Id., subd. 3(a) (2004).

            Here, appellant pleaded guilty to misdemeanor failure to provide insurance.  After a contested restitution hearing, the district court issued its findings of fact, conclusions of law, and order.  Two of the district court’s factual findings state that (1) appellant’s vehicle struck Tran’s vehicle (a finding that implies liability) and (2) the probation department “concluded that [appellant] should pay restitution.”  Those findings are not supported by the record in this matter.

            The district court left open the question of whether or not restitution was warranted by stating at the plea hearing, “The second condition is the matter goes to probation to determine whether or not there should be any restitution owed to the driver . . . .”  But the probation officer proceeded under the assumption that the district court had ordered restitution.  Had the probation officer approached this matter as one that involved an initial determination of whether or not Tran was a “victim” under the statute, based on a liability determination, the officer testified that she would have looked at the factual record, including “[w]hether or not the other party was ticketed for an offense; the police report, if it is clear from the police report whether one party was at fault or not.”  That inquiry did not occur here. 

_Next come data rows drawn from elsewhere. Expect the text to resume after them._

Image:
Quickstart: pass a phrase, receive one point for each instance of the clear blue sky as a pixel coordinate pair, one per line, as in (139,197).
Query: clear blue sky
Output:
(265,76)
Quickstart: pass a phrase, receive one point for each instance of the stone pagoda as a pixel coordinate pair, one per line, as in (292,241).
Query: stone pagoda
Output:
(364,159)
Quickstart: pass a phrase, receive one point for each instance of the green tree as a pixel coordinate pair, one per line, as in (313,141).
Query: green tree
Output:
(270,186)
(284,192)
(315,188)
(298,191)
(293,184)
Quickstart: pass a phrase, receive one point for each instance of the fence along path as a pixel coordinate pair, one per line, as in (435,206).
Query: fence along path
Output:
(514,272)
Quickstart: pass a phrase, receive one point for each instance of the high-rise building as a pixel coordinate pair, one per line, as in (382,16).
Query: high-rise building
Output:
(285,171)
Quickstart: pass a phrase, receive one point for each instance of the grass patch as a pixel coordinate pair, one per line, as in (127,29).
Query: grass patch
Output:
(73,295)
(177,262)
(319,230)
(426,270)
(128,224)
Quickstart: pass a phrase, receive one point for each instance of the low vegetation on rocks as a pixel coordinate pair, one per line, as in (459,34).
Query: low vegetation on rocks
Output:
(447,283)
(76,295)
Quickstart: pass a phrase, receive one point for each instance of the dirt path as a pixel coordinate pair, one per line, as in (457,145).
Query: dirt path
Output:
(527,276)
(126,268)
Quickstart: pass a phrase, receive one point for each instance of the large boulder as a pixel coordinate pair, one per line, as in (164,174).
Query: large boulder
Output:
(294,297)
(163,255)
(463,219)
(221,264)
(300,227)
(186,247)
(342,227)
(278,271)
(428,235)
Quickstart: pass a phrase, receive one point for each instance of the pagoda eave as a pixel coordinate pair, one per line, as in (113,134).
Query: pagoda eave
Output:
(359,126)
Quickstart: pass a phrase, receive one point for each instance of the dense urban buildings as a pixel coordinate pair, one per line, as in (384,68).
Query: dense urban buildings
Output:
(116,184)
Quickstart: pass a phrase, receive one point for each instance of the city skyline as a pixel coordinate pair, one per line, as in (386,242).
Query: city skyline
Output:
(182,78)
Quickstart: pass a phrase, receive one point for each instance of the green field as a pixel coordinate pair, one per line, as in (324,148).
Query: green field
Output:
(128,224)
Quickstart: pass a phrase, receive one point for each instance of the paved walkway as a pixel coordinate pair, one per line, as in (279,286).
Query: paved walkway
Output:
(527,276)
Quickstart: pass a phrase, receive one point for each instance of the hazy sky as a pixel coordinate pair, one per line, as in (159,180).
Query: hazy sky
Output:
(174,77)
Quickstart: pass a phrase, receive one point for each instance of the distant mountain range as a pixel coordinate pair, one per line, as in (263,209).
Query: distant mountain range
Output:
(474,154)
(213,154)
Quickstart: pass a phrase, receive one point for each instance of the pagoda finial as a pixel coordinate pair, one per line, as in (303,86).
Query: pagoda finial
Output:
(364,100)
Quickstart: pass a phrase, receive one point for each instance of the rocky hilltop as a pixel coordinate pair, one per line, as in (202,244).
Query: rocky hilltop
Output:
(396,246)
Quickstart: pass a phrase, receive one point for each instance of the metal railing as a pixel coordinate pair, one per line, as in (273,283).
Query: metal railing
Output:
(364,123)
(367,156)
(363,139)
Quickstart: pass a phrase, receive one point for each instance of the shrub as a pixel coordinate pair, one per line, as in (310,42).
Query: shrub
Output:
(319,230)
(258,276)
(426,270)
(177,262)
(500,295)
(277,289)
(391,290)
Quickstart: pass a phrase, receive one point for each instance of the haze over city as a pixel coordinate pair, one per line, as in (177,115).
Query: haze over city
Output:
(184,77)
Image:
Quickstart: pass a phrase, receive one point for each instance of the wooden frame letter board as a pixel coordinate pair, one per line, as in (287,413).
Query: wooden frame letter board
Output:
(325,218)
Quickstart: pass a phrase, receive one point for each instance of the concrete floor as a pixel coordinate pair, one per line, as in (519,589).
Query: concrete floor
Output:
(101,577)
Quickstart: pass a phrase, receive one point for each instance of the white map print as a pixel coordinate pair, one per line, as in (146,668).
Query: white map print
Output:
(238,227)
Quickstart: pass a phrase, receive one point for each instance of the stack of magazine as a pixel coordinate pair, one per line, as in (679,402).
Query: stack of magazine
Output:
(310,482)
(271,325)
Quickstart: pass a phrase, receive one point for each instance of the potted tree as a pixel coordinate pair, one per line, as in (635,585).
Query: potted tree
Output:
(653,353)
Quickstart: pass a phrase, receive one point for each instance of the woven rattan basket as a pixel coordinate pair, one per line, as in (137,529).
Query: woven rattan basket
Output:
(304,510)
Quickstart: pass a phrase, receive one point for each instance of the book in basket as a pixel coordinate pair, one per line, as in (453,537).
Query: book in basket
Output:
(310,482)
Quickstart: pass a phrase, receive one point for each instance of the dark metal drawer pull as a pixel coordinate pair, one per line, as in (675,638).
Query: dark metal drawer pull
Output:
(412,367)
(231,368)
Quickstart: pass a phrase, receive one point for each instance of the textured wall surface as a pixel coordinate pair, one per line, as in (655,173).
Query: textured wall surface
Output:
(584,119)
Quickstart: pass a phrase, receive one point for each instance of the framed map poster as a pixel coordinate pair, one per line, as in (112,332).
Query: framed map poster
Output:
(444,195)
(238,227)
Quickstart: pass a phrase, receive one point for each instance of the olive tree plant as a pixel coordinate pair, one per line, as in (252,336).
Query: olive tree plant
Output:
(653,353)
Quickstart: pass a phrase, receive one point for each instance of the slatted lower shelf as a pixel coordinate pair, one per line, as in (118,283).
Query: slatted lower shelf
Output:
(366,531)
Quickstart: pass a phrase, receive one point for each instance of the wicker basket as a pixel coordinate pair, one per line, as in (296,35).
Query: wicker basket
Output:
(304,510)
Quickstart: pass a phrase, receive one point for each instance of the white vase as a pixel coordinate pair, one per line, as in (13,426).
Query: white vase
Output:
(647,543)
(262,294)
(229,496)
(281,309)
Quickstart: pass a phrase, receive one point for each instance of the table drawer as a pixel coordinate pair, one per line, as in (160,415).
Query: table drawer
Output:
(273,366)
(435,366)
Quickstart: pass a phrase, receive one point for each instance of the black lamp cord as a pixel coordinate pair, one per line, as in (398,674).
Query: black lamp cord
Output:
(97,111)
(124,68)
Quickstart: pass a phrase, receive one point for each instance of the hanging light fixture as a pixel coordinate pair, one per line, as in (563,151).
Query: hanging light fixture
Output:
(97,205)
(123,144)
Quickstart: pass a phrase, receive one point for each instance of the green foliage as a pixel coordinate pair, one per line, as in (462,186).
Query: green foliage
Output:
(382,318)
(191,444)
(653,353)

Because there was never a liability determination in this matter, the district court’s finding that “Ramsey County Probation concluded that [appellant] should pay restitution” is not supported by the record.  We therefore reverse and remand.  On remand, the district court may hold an evidentiary hearing or refer the matter to the probation department for a recommendation.  But ultimately the district court should determine whether restitution is warranted.

            Reversed and remanded.

* Retired judge of the district court, serving as judge of the Minnesota Court of Appeals by appointment pursuant to Minn. Const. art. VI, § 10.